PARIS--When the Internet world's titans alight in Paris next week for a two-day forum hosted by French President Nicolas Sarkozy, two often clashing views on the digital world will be on display.

One, typically espoused by new companies like Google Inc. or Amazon.com Inc challenging the status quo, favors a hands-off regulatory approach and favorable tax and labor rules to ensure the Internet remains a key growth engine.

The other, more common in Europe, tends to be more concerned about the excesses of the Internet and has been more willing to impose regulation on everything from privacy to copyright issues to protect entrenched interests.

“The future of the Internet is being decided by businesses that are just trying to protect themselves from the potential of the Internet,” says Stanford Professor Lawrence Lessig, a campaigner for less regulation in fields like copyright.

“These tend to be the businesses with the most political influence,” adds Lessig, who will join Facebook's Mark Zuckerberg, Google's Eric Schmidt, News Corp's Rupert Murdoch and a host of other technology leaders in Paris.

The United States, with its flourishing Internet hub in Silicon Valley, is the envy of many entrepreneurs in Europe who feel hampered by a lack of angel investors, unhelpful regulation in areas like stock options — and a lack of like-minded people.

And the fact that the event is being hosted by Sarkozy, a figure seen with trepidation by many techies for his strict anti-piracy stance and proposal to tax global Internet companies, is a sign of those divisions.

“Regulating the Internet to correct its excesses and abuses that come about in the total absence of rules — this is a moral imperative!” Sarkozy said in a speech at the Vatican in 2010.

Sarkozy is probably best known in the online world for passing a law that calls for Internet access to be cut off to people caught pirating copyrighted works three times.

He cast this as a necessity to prevent the Internet from killing off traditional artists, authors and musicians.

“Internet is a new frontier, a territory to conquer.

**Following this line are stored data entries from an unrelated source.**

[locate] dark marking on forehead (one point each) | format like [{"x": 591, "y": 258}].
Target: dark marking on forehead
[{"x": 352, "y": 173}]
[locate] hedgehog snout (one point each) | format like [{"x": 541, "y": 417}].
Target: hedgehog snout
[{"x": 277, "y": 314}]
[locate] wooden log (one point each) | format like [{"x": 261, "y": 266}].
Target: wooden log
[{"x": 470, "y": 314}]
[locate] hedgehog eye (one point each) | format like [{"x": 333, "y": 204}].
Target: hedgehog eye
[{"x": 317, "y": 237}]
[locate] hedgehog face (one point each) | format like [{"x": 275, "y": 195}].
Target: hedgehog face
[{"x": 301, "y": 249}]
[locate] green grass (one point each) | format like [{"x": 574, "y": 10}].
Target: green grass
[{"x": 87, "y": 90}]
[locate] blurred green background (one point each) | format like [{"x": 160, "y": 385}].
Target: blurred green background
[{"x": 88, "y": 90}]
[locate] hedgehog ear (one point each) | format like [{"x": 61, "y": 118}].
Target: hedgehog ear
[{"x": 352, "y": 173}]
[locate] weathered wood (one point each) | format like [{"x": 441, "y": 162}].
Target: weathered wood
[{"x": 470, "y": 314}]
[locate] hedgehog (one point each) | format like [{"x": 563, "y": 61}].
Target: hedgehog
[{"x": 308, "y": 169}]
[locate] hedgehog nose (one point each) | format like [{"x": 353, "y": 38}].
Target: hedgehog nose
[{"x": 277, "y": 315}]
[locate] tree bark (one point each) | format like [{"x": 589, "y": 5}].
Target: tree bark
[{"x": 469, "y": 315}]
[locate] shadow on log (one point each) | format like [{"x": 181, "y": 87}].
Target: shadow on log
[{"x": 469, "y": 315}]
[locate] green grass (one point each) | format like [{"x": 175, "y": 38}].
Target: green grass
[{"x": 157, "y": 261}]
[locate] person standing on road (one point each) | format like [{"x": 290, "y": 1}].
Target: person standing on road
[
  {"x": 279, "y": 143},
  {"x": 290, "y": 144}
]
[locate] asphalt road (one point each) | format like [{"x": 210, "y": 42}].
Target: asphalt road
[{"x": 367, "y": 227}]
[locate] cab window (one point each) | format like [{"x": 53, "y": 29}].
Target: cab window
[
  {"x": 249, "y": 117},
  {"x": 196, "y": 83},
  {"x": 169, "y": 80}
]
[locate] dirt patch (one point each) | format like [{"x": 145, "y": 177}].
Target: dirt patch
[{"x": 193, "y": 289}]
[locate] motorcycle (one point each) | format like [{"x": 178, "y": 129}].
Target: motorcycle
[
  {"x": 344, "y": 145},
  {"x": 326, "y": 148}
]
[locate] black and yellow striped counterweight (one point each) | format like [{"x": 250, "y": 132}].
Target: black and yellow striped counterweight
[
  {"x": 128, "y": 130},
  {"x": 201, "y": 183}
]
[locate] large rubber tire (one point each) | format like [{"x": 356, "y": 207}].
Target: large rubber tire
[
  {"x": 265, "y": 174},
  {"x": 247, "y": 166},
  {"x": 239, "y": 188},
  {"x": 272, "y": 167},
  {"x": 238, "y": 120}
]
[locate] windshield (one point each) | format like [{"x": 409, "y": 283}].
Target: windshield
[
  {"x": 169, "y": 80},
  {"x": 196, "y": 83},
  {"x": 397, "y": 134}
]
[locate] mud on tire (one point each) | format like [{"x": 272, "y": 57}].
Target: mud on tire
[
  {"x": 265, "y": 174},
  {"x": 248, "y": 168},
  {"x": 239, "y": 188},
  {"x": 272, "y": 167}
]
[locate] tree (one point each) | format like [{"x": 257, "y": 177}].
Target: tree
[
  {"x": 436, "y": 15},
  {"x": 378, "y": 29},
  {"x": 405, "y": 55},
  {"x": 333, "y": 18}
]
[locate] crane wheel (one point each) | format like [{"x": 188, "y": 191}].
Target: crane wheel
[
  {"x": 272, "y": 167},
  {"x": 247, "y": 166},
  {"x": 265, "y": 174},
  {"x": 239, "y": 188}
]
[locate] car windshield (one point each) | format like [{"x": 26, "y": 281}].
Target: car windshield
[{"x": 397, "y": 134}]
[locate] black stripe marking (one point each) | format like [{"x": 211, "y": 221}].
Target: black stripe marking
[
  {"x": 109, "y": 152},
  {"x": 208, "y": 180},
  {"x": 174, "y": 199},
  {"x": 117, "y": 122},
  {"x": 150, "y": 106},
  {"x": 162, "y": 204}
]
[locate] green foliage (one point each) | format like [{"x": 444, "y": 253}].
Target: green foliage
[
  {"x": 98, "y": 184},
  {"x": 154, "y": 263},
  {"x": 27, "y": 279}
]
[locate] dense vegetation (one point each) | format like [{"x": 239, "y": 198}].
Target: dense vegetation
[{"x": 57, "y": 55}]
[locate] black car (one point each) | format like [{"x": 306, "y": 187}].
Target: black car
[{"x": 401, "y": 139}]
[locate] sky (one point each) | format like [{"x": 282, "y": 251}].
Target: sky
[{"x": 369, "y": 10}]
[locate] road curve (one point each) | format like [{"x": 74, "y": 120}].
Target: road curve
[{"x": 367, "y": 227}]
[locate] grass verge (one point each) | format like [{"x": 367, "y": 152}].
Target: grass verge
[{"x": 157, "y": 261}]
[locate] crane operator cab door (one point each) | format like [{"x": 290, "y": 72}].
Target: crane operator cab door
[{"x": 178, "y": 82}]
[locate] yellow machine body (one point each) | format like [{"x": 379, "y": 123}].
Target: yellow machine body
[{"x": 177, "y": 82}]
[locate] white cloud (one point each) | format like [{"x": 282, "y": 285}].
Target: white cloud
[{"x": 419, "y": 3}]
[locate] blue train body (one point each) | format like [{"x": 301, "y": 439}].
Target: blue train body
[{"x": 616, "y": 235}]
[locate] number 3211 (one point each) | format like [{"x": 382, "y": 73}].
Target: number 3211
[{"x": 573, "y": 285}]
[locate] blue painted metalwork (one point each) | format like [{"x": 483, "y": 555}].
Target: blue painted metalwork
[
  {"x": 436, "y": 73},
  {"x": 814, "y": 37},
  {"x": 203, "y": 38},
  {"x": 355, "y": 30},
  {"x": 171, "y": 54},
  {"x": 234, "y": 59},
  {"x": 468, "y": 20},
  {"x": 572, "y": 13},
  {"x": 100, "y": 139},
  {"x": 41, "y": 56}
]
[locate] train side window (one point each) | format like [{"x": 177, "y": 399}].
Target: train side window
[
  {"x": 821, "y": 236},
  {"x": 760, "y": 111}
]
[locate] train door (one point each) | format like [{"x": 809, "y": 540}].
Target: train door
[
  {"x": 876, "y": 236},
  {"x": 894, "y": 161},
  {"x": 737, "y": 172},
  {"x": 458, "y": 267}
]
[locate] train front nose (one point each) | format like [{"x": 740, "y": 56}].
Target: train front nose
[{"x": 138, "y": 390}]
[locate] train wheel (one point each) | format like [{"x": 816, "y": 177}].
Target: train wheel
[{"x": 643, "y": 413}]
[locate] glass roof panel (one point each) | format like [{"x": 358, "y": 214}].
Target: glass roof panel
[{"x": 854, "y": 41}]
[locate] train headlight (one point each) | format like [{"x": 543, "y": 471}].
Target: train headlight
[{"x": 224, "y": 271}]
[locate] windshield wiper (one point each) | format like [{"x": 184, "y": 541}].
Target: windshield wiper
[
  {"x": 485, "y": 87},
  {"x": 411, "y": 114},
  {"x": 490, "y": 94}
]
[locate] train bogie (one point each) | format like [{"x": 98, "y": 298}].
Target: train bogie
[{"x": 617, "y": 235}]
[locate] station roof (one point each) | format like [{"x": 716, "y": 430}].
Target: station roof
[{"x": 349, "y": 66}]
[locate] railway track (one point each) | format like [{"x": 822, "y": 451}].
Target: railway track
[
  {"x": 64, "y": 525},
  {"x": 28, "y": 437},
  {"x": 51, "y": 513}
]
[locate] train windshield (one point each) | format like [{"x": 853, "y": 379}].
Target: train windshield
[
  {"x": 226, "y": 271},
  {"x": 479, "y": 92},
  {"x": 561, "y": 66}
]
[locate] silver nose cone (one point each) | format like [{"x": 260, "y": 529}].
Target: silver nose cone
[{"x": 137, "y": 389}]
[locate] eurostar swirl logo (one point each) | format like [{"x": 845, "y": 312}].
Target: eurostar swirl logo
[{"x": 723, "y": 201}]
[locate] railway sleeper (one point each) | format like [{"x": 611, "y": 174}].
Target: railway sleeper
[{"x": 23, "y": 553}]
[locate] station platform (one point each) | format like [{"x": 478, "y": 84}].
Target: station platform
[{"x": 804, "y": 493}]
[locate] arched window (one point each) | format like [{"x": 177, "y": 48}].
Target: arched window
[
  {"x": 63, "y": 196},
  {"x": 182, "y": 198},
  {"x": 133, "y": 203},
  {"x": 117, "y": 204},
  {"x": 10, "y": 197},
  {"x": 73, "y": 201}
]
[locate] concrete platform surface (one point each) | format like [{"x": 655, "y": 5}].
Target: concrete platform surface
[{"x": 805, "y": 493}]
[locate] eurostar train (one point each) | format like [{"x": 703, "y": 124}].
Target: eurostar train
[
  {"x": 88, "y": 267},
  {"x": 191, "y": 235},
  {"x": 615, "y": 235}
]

But it cannot be a Wild West, a lawless place, where people are allowed to pillage artistic works with no limits,” he said at the time.

One source close to the French presidency of the G-8 said the United States was initially reticent about putting Internet policy on the agenda, fearing it would be a repeat of the fight over banking sector reform that took place among G-20 nations after the financial crisis.

At that time, France and Germany argued that financial markets needed stricter oversight, while the United States and United Kingdom resisted some proposals that they felt would crimp growth.

“Nicolas Sarkozy convinced Barack Obama when they met in January in Washington,” said the source, adding that assurances were given that the same approach wouldn't be taken this time.